The court has considered KBIC's argument that Continental must show that it has not provided its defense as "a voluntary payment made with full knowledge of the facts" that it does not owe such coverage (Gimbel Bros. v Brook Shopping Ctrs. 118 AD2d 532, 535 [2d Dept 1986]), and it rejects this position without discussion. --------

The duty to defend exists whenever "the complaint alleges any facts or grounds which bring the action within the protection purchased" (Seaboard, 64 NY2d at 310 [emphasis supplied]; see Wausau, 145 AD3d at 617 ["the suggestion of a reasonable possibility of coverage" is sufficient]). Therefore, and for the reasons above, it is

ORDERED that the motion for summary judgment on the first and second causes of action, for breach of contract and declaratory judgment is granted; and it is further

ADJUDGED and DECLARED ordered that plaintiff's motion for summary judgement is granted, and it is further

ADJUDGED and DECLARED that KBIC has a duty to share in the defense of Value in Abbott Laboratories v Adelphia Supply USA (15-CV-5826 [SDNY]); and it is further

ORDERED that that portion of Continental's action that seeks the recovery of fees for half of its prior costs is severed and the issue of the amount plaintiff may recover against the defendant is set for an inquest on October 2, 2019 at 9:30 a.m. is further Dated: 5-29-2019

ENTER:

/s/ _________

HON. MELISSA A. CRANE, J.S.C.


Summaries of

Cont'l Cas. Co. v. KB Ins. Co.

SUPREME COURT OF THE STATE OF NEW YORK NEW YORK COUNTY - - PART 15
May 29, 2019
2019 N.Y. Slip Op. 31513 (N.Y. Sup.
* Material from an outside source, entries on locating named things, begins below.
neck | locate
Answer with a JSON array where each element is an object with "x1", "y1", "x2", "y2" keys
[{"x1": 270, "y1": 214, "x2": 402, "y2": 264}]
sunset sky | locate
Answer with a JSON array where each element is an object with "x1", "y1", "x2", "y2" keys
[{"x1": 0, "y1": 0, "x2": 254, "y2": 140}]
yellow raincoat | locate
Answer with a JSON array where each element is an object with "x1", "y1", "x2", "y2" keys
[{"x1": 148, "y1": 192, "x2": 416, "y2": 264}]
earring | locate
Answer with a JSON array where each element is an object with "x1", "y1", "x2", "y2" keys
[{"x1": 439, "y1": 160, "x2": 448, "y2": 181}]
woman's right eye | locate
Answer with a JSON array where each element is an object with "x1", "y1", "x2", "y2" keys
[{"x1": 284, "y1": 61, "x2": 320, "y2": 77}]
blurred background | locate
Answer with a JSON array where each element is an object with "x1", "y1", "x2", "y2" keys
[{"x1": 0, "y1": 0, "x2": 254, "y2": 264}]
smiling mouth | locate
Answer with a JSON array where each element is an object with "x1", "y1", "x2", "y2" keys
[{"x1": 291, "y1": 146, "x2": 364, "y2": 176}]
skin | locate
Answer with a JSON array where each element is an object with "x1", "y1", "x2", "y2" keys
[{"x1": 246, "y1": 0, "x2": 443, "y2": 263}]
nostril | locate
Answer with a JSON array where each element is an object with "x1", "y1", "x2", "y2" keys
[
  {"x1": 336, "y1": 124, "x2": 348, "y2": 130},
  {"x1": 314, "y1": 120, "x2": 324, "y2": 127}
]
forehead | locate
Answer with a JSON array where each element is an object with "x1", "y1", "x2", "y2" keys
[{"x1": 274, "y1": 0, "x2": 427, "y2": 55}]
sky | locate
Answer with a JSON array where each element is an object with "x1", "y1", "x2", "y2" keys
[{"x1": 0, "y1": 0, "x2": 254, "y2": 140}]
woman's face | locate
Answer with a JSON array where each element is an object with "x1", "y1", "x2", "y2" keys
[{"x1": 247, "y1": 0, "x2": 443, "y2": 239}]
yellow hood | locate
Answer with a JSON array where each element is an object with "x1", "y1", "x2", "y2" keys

Ct. 2019)
Case details for

Cont'l Cas. Co. v. KB Ins. Co.

Case Details

Full title:CONTINENTAL CASUALTY COMPANY, Plaintiff, v. KB INSURANCE CO., LTD. d/b/a…

Court:SUPREME COURT OF THE STATE OF NEW YORK NEW YORK COUNTY - - PART 15

Date published: May 29, 2019

Citations

2019 N.Y. Slip Op. 31513 (N.Y. Sup. Ct. 2019)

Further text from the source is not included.